06 Temmuz 2009 00:00
Sosyal güvence istiyoruz
Herkese selamlar! Sevgili emekçi arkadaşlarım, ben 40 yaşındayım, 18 senedir ev işinde çalışıyorum. Yatılı, gündüz aylıkçı olarak da çalıştım. Ben de sizin gibi bir emekçiyim.
Herkese selamlar! Sevgili emekçi arkadaşlarım, ben 40 yaşındayım, 18 senedir ev işinde çalışıyorum. Yatılı, gündüz aylıkçı olarak da çalıştım. Ben de sizin gibi bir emekçiyim. Hâlâ yerinde sayan, sizlerle paylaşmak istediğim ekmek kavgam, ama karşılıklı vefasızlık arkadaşım Gülhanın uyarıları bu mektubu yazmama vesile oldu. İyi de oldu, yarınları bir serüven, bir koşturmaca, geriye bakıyorum da ne kalmış elimde?.. Çalıştığım gün alıp çalıştığım gün yemişim, yıkılmadım ayaktayım ama çok yoruldum, patronlar bizim de insan olduğumuzu, kadın olduğumuzu unutmuşlar.

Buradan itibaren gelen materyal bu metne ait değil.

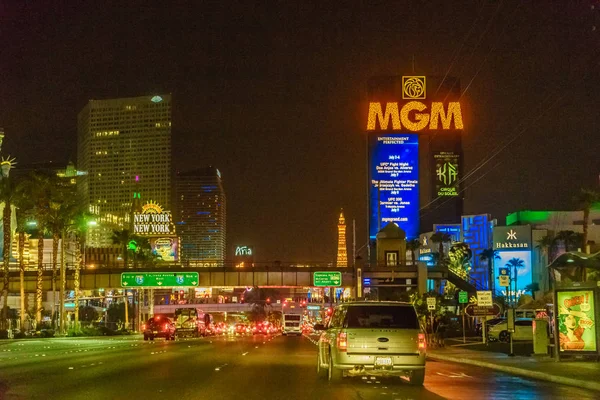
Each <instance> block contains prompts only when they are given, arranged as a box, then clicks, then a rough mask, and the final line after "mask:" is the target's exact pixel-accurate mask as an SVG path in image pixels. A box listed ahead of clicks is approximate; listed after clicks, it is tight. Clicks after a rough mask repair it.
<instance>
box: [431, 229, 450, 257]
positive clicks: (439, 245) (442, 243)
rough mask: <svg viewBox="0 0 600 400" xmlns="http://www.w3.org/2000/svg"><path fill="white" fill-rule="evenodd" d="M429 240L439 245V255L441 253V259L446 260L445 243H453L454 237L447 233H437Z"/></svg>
mask: <svg viewBox="0 0 600 400" xmlns="http://www.w3.org/2000/svg"><path fill="white" fill-rule="evenodd" d="M429 240H431V241H432V242H433V243H438V245H439V248H438V253H440V258H444V243H450V242H452V236H450V235H449V234H447V233H442V232H436V233H434V234H433V235H431V238H429Z"/></svg>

Bizim de insan olduğumuzu ve bizlerin de kadın olduğunu hatırlatmak lazım bunlara.
Evde ayrı çalış işte ayrı çalış. Fabrikada çalışan herhangi bir makineyiz sanki. İşe gittiğin gün seni tümüyle satın aldıklarını sanıyorlar. Biz 4 arkadaş bir yerde çalışıyorduk da işveren bizi birbirimize düşürmek için elinden geleni ardına bırakmıyordu. Bunlar nankörler, aslında suç devletin, bizim sigortamızın yapılması için yasa çıkartsa, bunlar olmaz; böyle bizle oynayamazlar. Kafalarına göre hareket etmezler.
Bir gün bir yerde çalışırken başıma gelen bir olayı sizinle paylaşmak istiyorum. Her zamanki gibi sabah evden temizlik yapacağım eve gittim, temizliğimi yapıp işimi bitirdim. Gün bitiminde kadın patronum içip bana onunla geceyi geçirirsem o gün akşama kadar çalıştığım paranın iki katını vereceğini söyledi. İşte bize verilen değer, bizi kendilerine meze yapmak istiyorlar. Artık devlet bizim de sosyal güvencemizi yapsın, artık biz de kedimizi güvende hissedelim. Biz de insanız, kadınız, kadınlığımızı yaşayalım.